Le allodole adulte hanno numerosi predatori aviari: i falchi ( Falconiformes ), gufi ( Strigiformes ) e shrikes ( Laniidae ). Anche gli adulti, i pulcini e le uova vengono presi dai mammiferi. I predatori comuni dei mammiferi includono: donnole ( Mustelinae ), puzzole (Mephitinae), scoiattoli (Sciruidae), procioni ( Procyon lotor ) e gatti domestici (felis domesticus). Ulteriori predatori del nido includono: arvicole e topi ( Rodentia ), toporagni ( Sorex ), corvi ( Corvidae ) e praterie occidentali ( Sturnella neglecta ). Fino al 90% dei nidi di allodola può essere perso a causa dei predatori.

In risposta ai predatori del nido, le femmine in incubazione arriveranno silenziosamente quando il predatore è lontano dal nido; se il predatore è vicino al nido, fingerà di essere ferito per allontanarlo. Le giovani allodole lasciano il nido presto, si pensa che questo diminuisca la predazione e / o diminuisca la possibilità che un'intera covata venga persa contemporaneamente.

Il piumaggio criptico delle allodole consente loro di mimetizzarsi con il terreno e rende più difficile per i predatori individuarle; eviteranno spesso di utilizzare macchie di terreno che non corrispondono alla loro colorazione. Si ritiene che anche il foraggiamento nelle greggi sia un adattamento per ridurre la predazione.(Beason, 1995; Campbell e Lack, 1985; Dean, et al., 1992; Mead, 1985; Simms, 1992)

  • Adattamenti anti-predatori
  • criptico
  • Predatori conosciuti
    • falchi ( Falconidae )
    • gufi ( Strigiformes )
    • shrikes ( Laniidae )
    • donnole ( Mustelinae )
    • puzzole (Mephitinae)
    • scoiattoli (Sciruidae)
    • procioni ( Procyon lotor )
    • gatti domestici (felis domesticus)
    • arvicole e topi ( Rodentia )
    • toporagni ( Sorex )
    • corvi ( Corvidae )
    • allodole occidentali ( Sturnella neglecta )

Ruoli dell'ecosistema

Come insettivori, le allodole colpiscono le popolazioni di insetti in tutto il loro raggio d'azione.


Canada Goose Branta canadensis

Importanza economica per gli esseri umani: positiva

Le allodole possono essere agenti importanti nel controllo dei parassiti agricoli. Ad esempio, un'allodola per adulti ( Alauda arvense ) è stato trovato con 48 tonchi ( Sitona lineatus ) nel suo stomaco. Questa particolare specie di tonchio è un parassita dei piselli.(Simms, 1992)

  • Impatti positivi
  • controlla la popolazione di parassiti

Importanza economica per gli esseri umani: negativa

Poiché occasionalmente si nutrono di greggi nei campi agricoli, le allodole sono riconosciute come parassiti agricoli. Negli Stati Uniti danneggeranno i raccolti di barbabietole, broccoli, carote, lattuga, piselli, spinaci, pomodori, erba medica, cereali, barbabietole da zucchero, melone e anguria.(Clark e Hygnstrom, 1994)

  • Impatti negativi
  • parassita delle colture

Stato di conservazione

L'IUCN elenca due specie di allodole come in pericolo di estinzione, due specie in via di estinzione e quattro come vulnerabili. Le specie nordamericane sono protette ai sensi del Migratory Bird Treaty Act. Nessuna allodola è elencata dalla CITES o dall'ESA.

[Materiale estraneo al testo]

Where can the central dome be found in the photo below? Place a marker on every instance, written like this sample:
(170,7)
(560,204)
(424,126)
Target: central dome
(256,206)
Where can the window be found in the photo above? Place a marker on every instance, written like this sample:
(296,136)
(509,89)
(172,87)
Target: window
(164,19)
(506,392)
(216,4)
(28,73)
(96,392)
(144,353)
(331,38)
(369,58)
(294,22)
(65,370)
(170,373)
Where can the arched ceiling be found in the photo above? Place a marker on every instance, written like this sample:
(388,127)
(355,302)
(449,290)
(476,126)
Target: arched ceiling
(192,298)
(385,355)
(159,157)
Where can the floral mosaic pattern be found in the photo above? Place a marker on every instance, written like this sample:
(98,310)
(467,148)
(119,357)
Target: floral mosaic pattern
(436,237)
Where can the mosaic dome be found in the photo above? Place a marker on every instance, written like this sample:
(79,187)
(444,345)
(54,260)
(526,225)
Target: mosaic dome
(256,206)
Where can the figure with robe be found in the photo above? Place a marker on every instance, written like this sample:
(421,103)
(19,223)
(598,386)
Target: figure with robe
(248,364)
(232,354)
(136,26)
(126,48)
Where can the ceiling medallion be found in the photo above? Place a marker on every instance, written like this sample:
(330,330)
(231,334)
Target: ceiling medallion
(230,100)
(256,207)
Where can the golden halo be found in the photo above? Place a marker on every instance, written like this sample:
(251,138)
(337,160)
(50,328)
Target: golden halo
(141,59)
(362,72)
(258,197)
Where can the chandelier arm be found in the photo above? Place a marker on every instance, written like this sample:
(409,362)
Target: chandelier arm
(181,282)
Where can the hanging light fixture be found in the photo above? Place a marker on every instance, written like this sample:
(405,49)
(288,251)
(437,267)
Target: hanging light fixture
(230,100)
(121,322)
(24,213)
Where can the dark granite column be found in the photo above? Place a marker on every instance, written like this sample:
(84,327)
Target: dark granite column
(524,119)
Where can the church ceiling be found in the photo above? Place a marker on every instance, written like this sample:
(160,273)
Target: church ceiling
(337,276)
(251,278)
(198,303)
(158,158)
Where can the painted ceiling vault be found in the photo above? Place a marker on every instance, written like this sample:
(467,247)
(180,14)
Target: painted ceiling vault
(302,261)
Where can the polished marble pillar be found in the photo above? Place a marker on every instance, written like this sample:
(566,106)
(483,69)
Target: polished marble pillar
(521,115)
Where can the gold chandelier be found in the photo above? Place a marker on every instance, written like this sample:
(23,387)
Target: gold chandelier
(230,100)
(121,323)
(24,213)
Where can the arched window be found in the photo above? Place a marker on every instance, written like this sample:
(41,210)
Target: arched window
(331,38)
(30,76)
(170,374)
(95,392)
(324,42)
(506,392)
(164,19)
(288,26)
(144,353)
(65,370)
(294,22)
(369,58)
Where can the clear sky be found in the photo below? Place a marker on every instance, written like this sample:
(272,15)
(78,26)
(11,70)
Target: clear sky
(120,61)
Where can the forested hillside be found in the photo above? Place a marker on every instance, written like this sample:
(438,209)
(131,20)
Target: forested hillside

I numeri in calo sono il risultato della perdita, del degrado e della frammentazione dell'habitat, dell'avvelenamento da sostanze chimiche utilizzate sulle colture e delle specie introdotte (specialmente quelle che sono predatori del nido). Alcune specie potrebbero trarre vantaggio dallo sgombero delle aree boschive per creare pascoli e terreni coltivabili.('UNEP-WCMC Species Database: CITES-Listed Species', 2003; Campbell, et al., 1997; IUCN, 2002; Mead, 1985; Simms, 1992; Threatened and Endangered Species System, 2003; US Fish and Wildlife Service, data sconosciuta)

  • Lista Rossa IUCN [Link]
    non valutato

Contributori

Alaine Camfield (autore), Animal Agents.

Kari Kirschbaum (a cura di), Animal Agents.